We include four databases to be searched using the developed query: PubMed, IEEE Xplore, Web of Science Core Collection, and ACM Digital Library. The primary search query will be developed for usage with PubMed and then translated to be used for the other three databases, where possible automatically (21). Each of the four search strings, including the number of retrieved records, date coverage, and date of search, will be documented using a standardized template provided by Karolinska Institutet (22).
As a third and last step, after the selection process, reference lists of studies that are included in the review are searched for additional sources of evidence (“forward-search”). This process might be supported by automation tools.
Source of evidence selection
The SOE selection process will be conducted by two reviewers individually. The review process is performed and managed using the software platform Rayyan (23). Before screening, duplicate records are removed semi-automatically (manual check of automatically identified duplicates) and a pilot testing procedure is carried out to ensure agreement of both reviewers on inclusion criteria: A random sample of 25 SOE entries is selected and assessed by both reviewers. Then, decisions are compared. In case of any differences, inclusion criteria are clarified and/or adapted. Screening is started only when an agreement of >75% is achieved – otherwise, additional batches of ten SOE entries are assessed similarly until the specified level of agreement is reached.
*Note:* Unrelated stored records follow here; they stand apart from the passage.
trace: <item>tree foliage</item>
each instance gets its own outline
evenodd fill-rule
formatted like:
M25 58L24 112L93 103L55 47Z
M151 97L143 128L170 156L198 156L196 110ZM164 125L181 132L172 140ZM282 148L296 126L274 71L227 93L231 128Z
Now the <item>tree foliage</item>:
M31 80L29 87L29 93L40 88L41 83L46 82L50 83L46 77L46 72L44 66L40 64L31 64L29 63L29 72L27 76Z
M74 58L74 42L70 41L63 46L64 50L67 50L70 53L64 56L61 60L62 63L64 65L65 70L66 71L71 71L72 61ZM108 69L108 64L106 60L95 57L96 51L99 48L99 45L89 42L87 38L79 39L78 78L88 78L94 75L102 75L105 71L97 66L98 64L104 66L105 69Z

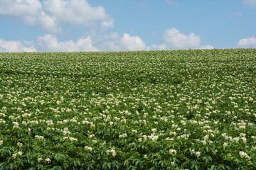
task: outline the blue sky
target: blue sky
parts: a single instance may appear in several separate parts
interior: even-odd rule
[[[0,0],[0,52],[256,47],[256,0]]]

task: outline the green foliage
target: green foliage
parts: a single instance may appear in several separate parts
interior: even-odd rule
[[[256,169],[255,54],[0,53],[0,170]]]

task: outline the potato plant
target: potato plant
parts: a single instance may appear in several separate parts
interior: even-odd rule
[[[256,50],[0,53],[0,169],[256,169]]]

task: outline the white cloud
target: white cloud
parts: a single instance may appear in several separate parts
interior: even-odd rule
[[[42,9],[39,0],[1,0],[0,15],[8,16],[38,16]]]
[[[0,52],[35,52],[33,42],[16,40],[6,41],[0,39]]]
[[[167,46],[174,49],[188,49],[200,47],[200,36],[193,33],[189,35],[181,33],[175,28],[166,30],[164,33],[164,40]]]
[[[256,6],[256,0],[242,0],[242,3],[247,6]]]
[[[50,33],[60,32],[63,24],[86,26],[95,22],[103,29],[114,25],[102,6],[92,6],[86,0],[1,0],[0,16],[21,20]]]
[[[205,45],[200,47],[200,49],[214,49],[213,45]]]
[[[178,6],[178,4],[176,2],[174,2],[172,0],[164,0],[167,4],[170,5],[170,6]]]
[[[105,51],[135,51],[146,50],[145,42],[139,36],[117,33],[106,34],[97,39],[97,47]]]
[[[85,24],[102,21],[102,25],[113,26],[114,20],[102,6],[92,6],[86,0],[44,0],[45,12],[59,23]]]
[[[77,42],[73,40],[58,42],[55,35],[47,34],[44,36],[38,36],[37,43],[40,51],[98,51],[98,49],[92,45],[92,41],[90,36],[80,38]]]
[[[242,47],[256,47],[256,38],[251,37],[239,40],[238,45]]]
[[[131,36],[124,33],[121,38],[119,45],[122,48],[129,50],[143,50],[146,48],[146,44],[139,36]]]

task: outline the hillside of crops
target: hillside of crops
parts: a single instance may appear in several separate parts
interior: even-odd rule
[[[0,53],[0,169],[256,169],[256,49]]]

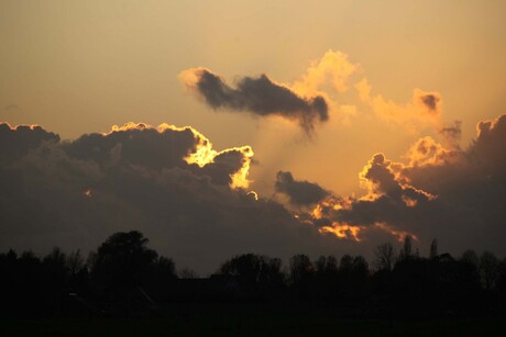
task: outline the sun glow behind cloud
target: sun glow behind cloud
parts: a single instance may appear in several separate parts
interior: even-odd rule
[[[178,127],[178,126],[170,125],[167,123],[163,123],[163,124],[160,124],[157,127],[153,127],[145,123],[129,122],[124,124],[123,126],[113,125],[110,132],[103,133],[102,135],[110,135],[114,132],[124,132],[124,131],[131,131],[131,130],[142,131],[142,130],[147,130],[147,128],[156,130],[161,134],[166,131],[190,132],[194,135],[194,139],[196,141],[196,146],[193,151],[189,151],[187,154],[184,160],[190,165],[191,164],[198,165],[200,168],[204,168],[206,165],[215,162],[215,159],[220,155],[224,155],[231,151],[238,151],[242,154],[243,157],[242,157],[241,167],[234,173],[230,175],[230,179],[231,179],[230,187],[232,189],[248,189],[249,188],[251,181],[249,180],[248,177],[250,175],[251,158],[254,156],[253,149],[249,145],[241,146],[241,147],[227,148],[224,150],[217,151],[212,148],[212,143],[205,135],[202,135],[200,132],[198,132],[194,127],[191,126]]]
Next, all records, consisting of titles and abstracts, are screened by both reviewers and included if they fulfill all inclusion criteria. After completion, disagreements are solved by the decision of a third reviewer. Then, full-text retrieval is performed for all included records. Records that cannot be retrieved are excluded. Retrieved full texts are assessed for eligibility: Sources that do not comply with all defined inclusion criteria are excluded. Last, a forward search is performed using reference lists of remaining sources of evidence. See Figure 1 for an illustration of the described process.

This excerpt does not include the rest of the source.